Qatar has instituted some reforms, but they’re not enough

In the face of international criticism Qatar has instituted some labor reforms for migrant workers over the past five years in addition to the ability to change jobs and leave the country without employers’ permission.

“We don’t say the kafala system has been abolished, but we say the most problematic elements of kafala have been dismantled,” Tuñón said.

There are now online reporting mechanisms, both with the Qatari Ministry of Labor and with FIFA, to submit possible labor law violations. Tuñón told Vox that in 2020, about 11,000 complaints were made to the Ministry of Labor; after moving the complaints mechanism online the following year, that number increased to 24,000. Still, he acknowledged, even if they have access to the complaints channel, workers may avoid using it because they fear retaliation from their employers.

Then there’s the question of getting justice for crimes against migrant workers.
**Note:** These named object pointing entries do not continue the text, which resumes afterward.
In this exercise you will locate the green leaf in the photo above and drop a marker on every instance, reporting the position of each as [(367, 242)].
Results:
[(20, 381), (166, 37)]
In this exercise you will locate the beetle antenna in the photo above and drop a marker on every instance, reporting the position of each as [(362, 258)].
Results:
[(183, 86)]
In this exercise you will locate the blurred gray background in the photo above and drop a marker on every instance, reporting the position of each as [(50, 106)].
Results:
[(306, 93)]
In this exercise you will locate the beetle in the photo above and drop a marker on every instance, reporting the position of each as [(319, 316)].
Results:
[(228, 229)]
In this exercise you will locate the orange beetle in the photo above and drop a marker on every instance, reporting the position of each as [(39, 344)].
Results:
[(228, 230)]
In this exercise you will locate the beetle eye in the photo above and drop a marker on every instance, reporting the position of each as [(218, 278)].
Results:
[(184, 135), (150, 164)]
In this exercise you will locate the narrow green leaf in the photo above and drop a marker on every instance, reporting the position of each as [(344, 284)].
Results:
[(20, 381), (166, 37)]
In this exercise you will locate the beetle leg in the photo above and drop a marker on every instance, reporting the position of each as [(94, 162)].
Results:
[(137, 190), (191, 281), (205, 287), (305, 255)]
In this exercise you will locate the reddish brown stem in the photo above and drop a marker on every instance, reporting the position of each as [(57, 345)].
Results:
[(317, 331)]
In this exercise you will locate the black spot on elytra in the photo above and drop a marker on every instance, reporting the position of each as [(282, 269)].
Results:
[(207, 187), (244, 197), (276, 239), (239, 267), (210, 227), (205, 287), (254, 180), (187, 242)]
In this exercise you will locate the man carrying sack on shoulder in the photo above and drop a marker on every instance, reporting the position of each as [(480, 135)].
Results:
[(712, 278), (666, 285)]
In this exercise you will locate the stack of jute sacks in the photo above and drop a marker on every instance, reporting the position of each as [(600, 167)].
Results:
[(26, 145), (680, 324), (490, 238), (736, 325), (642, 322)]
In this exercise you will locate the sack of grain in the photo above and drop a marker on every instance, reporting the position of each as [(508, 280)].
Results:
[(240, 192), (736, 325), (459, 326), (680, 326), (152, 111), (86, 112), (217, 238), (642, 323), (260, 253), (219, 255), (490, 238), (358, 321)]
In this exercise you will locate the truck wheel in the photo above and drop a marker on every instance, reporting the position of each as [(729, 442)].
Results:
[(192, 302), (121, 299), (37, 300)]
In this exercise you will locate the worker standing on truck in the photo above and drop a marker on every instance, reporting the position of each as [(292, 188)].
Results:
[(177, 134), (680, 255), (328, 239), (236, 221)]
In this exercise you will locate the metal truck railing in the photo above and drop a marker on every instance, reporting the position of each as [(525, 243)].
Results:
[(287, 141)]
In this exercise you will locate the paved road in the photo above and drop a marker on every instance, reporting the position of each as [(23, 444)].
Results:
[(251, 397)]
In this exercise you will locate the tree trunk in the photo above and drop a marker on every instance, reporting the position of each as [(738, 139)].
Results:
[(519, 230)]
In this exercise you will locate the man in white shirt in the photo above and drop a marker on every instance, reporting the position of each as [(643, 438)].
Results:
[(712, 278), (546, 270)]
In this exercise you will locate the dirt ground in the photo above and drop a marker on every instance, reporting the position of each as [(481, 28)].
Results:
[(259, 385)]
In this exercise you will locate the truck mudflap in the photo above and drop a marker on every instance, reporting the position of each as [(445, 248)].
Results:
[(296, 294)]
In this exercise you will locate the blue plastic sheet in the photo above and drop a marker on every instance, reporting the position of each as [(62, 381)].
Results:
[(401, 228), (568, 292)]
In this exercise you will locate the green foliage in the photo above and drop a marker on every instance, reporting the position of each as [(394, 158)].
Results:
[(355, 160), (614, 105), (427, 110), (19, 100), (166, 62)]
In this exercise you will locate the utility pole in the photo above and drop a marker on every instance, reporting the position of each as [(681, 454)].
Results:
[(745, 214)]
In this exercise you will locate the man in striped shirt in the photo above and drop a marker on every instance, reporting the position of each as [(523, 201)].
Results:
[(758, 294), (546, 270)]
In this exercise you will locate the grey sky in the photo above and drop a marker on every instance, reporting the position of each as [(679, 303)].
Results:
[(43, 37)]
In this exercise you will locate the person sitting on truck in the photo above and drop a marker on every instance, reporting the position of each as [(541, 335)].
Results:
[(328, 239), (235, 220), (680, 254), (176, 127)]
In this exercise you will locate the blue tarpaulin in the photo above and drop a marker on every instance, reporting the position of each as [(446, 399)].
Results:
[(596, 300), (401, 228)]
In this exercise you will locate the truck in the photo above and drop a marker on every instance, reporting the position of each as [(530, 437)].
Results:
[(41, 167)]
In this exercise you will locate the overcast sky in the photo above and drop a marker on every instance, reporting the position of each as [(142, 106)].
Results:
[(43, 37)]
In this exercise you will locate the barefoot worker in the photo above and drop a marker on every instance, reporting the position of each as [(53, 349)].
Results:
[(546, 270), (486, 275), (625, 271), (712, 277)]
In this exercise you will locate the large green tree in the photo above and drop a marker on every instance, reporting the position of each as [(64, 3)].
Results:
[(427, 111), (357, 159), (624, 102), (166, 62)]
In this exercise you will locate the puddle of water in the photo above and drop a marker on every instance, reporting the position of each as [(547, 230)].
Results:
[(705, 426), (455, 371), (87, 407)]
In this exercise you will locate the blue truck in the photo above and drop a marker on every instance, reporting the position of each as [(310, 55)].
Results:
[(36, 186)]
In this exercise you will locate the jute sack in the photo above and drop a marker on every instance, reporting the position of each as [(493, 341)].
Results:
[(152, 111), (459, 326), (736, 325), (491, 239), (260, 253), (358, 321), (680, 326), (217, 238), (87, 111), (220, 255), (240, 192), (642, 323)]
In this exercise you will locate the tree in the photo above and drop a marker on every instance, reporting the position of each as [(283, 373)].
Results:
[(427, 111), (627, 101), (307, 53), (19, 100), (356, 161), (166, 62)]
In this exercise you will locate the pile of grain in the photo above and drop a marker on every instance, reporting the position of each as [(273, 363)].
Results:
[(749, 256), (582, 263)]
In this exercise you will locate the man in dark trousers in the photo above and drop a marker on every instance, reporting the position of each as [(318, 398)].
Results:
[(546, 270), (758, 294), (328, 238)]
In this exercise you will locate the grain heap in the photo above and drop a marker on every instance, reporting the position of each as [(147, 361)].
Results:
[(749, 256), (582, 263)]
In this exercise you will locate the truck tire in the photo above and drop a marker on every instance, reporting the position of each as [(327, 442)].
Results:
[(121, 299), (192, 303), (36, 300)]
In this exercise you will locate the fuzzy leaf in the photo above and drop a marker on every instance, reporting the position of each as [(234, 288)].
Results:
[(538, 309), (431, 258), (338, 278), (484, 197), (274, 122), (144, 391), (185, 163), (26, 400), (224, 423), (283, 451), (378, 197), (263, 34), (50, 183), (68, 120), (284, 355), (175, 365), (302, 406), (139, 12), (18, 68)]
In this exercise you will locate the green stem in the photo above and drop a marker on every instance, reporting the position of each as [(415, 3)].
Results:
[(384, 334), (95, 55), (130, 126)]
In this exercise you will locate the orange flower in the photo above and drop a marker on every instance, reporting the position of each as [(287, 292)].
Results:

Though there are labor courts and a dispute resolution system, it can take months for workers to recover lost wages, for example, because there isn’t an adequate enforcement mechanism. Workers can’t organize and agitate for better wages and conditions, because, “There are no independent trade unions in Qatar,” Tuñón said. Instead, the ILO has worked with the government to allow elected migrant worker representatives at the individual company level, but that doesn’t serve workers who are employed by individuals or families, like nannies, maids, cooks, and other domestic workers.

“Over time, we want to build up these platforms for workers’ voices; first at the enterprise level, but then eventually grow into the sectoral level and, eventually, the national level,” Tuñón said.

There are a variety of reasons Qatar’s labor reforms aren’t expansive and entrenched despite the international attention the World Cup has brought, but Qadri pointed to two in particular. “It’s never the real power structure” making decisions about labor laws, he said. “It’s never the Ministry of Interior, or the real decision-makers, or the most powerful owners of the biggest businesses; [they] are not really part of that conversation.” Without buy-in from the most powerful and influential stakeholders, reform can’t permeate society. That’s another problem, Qadri said; the kafala and other deep inequalities are part of Qatari society, and reforming labor laws addresses only part of the problem, he said.

“You can’t talk about this without talking about the whole human rights spectrum.”